Le maréchal Haftar, soutenu par la France, s’autoproclame seul dirigeant de Libye

Le chef militaire Khalifa Haftar, basé dans l’est de la Libye, a déclaré que l’accord historique conclu en 2015 sous l’égide des Nations unies pour unifier le pays « appartenait au passé ».

« L’accord politique a détruit le pays. Nous allons travailler à créer les conditions pour construire des institutions permanentes, a-t-il déclaré dans un discours télévisé lundi.

Le Maréchal Haftar n’a pas précisé si un parlement élu dans l’Est du pays a soutenu sa décision, ni quel serait son rôle futur.

En avril 2019, Haftar a lancé une campagne militaire pour prendre le contrôle de la capitale, Tripoli, mais l’offensive a été largement bloquée par les forces loyales au gouvernement d’union national (GNA) reconnu par l’ONU.

Ces dernières semaines, les troupes GNA et leurs alliés ont réussi à repousser les troupes LNA de Khalifa Haftar dans plusieurs villes clés de l’Ouest libyen. Face à ces défaites stratégiques, les forces LNA ont décidé d’intensifier leurs bombardements sur la capitale Tripoli.

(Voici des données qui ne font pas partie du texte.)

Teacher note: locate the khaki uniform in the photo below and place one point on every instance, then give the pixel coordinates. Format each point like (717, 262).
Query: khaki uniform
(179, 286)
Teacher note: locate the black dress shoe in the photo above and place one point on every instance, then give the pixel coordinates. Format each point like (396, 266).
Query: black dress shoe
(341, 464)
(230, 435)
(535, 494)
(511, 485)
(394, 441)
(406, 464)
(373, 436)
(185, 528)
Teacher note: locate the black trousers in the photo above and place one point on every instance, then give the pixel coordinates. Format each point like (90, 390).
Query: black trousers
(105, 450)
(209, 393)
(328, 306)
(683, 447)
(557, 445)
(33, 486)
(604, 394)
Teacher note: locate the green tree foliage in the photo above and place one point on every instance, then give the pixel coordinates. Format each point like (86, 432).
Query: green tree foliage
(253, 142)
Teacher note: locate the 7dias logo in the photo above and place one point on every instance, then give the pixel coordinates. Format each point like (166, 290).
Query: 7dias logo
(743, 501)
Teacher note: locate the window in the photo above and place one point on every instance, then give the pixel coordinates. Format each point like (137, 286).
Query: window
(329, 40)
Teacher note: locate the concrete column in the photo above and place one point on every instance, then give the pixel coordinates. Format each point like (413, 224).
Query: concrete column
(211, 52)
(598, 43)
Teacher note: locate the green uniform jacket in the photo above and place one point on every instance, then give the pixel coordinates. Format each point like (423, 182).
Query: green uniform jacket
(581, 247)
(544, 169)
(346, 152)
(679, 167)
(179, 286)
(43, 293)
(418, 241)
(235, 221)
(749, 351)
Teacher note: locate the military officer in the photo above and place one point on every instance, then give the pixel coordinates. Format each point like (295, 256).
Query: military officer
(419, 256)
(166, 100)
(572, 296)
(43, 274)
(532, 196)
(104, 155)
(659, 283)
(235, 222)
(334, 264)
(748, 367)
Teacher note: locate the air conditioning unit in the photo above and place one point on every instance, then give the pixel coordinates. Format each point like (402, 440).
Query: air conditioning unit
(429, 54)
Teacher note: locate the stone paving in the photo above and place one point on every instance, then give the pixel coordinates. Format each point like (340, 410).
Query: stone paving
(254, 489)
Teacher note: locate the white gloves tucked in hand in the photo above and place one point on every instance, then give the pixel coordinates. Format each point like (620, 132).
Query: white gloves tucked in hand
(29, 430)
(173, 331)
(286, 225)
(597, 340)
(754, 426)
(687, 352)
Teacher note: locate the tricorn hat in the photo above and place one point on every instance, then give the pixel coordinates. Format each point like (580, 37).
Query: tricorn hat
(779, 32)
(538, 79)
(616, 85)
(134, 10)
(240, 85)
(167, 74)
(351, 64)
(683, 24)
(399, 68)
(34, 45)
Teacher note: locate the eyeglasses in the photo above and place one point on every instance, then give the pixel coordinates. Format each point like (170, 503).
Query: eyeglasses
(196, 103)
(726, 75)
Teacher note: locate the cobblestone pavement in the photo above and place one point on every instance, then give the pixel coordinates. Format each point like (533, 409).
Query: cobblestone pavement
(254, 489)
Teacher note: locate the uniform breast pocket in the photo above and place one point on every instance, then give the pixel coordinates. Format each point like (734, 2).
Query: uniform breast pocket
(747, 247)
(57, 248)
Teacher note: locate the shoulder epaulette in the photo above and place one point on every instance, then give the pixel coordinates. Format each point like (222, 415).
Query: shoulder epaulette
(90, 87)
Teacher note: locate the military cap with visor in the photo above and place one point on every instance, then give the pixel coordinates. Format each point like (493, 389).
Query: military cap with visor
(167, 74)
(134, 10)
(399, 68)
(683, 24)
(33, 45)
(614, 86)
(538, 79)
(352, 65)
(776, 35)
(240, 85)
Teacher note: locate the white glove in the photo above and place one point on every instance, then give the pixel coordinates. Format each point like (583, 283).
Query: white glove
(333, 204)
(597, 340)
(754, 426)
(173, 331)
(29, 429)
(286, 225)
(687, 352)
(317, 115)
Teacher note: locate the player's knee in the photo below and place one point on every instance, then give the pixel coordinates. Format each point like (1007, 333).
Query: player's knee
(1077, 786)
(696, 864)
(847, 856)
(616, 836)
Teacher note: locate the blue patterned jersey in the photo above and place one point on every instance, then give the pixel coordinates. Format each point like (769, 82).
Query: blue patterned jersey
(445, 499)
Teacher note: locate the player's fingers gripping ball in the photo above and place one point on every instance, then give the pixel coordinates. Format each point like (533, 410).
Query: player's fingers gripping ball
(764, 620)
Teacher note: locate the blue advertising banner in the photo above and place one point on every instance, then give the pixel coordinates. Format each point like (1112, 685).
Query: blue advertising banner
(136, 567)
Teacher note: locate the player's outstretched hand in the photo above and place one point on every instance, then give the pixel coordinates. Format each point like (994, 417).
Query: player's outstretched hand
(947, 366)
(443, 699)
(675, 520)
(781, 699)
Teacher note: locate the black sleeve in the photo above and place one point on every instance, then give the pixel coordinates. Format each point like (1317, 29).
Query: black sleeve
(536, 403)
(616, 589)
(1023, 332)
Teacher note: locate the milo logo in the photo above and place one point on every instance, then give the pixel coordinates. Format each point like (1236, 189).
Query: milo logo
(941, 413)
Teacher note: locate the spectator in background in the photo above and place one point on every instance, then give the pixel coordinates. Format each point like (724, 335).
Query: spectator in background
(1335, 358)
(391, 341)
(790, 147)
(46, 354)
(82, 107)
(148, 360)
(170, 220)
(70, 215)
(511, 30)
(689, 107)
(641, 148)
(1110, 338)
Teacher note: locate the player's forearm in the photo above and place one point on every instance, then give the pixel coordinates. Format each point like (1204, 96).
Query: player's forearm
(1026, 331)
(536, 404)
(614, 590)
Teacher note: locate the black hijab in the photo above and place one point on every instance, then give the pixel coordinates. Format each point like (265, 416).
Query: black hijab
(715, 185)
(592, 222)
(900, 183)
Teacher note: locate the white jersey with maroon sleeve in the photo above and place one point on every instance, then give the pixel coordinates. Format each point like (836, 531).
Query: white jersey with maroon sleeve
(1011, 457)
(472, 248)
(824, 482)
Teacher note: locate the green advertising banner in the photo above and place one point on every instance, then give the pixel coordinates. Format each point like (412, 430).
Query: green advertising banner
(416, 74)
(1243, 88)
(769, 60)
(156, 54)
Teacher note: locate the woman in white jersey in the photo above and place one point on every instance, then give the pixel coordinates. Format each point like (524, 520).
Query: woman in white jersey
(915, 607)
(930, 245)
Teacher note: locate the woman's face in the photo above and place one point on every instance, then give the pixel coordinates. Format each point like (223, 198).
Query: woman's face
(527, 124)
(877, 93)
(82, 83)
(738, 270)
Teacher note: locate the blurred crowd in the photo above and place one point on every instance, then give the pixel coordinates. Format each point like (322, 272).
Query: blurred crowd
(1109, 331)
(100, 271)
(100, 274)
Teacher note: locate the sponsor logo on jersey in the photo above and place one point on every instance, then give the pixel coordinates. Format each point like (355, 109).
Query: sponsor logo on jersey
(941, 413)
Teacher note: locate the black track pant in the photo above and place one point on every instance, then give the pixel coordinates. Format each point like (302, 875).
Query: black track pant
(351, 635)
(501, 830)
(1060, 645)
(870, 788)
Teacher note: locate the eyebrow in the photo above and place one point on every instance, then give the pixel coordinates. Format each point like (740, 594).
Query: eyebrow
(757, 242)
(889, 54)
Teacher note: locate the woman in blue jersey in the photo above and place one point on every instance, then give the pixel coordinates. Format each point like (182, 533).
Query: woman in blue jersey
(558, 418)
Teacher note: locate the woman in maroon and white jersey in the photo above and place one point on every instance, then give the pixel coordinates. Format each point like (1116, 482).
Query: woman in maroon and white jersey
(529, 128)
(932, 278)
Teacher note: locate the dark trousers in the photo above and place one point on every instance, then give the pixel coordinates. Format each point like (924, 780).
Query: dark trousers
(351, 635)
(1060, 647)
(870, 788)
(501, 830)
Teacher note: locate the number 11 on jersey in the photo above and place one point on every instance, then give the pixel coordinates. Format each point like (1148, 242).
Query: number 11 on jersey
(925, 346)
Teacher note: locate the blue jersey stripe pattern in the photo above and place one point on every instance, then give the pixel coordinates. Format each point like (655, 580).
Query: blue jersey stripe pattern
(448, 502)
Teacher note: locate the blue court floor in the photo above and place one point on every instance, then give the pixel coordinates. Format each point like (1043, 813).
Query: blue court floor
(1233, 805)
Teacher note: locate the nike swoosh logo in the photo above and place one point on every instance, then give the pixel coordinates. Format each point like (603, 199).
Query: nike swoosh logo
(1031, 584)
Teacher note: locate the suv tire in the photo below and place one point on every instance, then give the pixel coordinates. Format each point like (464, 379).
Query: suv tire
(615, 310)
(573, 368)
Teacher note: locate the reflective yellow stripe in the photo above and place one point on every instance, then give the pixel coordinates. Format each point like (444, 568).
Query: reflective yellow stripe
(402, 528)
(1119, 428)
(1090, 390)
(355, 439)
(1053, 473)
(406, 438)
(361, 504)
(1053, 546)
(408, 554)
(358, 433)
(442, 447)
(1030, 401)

« Les attaques contre des personnels de santé, des hôpitaux ou des installations médicales, protégés par le droit humanitaire international peuvent constituer des crimes de guerre », a rappelé le Secrétaire général de l’ONU, M. Guterres, suite aux bombardements d’un hôpital à Tripoli début avril.

Les Etats-Unis ont déjà condamné ce que certains observateurs désignent comme un « putsch militaire » dans un contexte déjà très compliqué où le pays est coupé en deux avec un gouvernement reconnu par l’ONU à l’Ouest du pays et une assemblée élue à l’Est.

Les menaces de l’ONU et les échecs à répétition ont pu fragiliser Haftar dans son propre camp. En s’autoproclamant chef de la Libye, le « seigneur de guerre » pourrait se mettre à dos plusieurs de ses alliés occidentaux.

Jusqu’à présent, Khalifa Haftar est soutenu par les Émirats arabes unis, l’Égypte, la France et la Russie. Le gouvernement d’unité nationale reconnu par l’ONU est quant à lui soutenu militairement par la Turquie et diplomatiquement par le Royaume Uni et l’Italie.

De nombreux mercenaires russes, tchadiens et soudanais sont en première ligne dans les rangs d’Haftar tandis que Tripoli peut désormais compter sur la Turquie qui utilise des mercenaires syriens.

Si Paris n’a jamais officiellement reconnu sa participation à la guerre civile en Libye, plusieurs experts accusent les forces spéciales françaises de soutenir les forces rebelles. Emmanuel Macron a d’ailleurs invité le Maréchal Haftar à l’Elysée en guise de soutien officiel.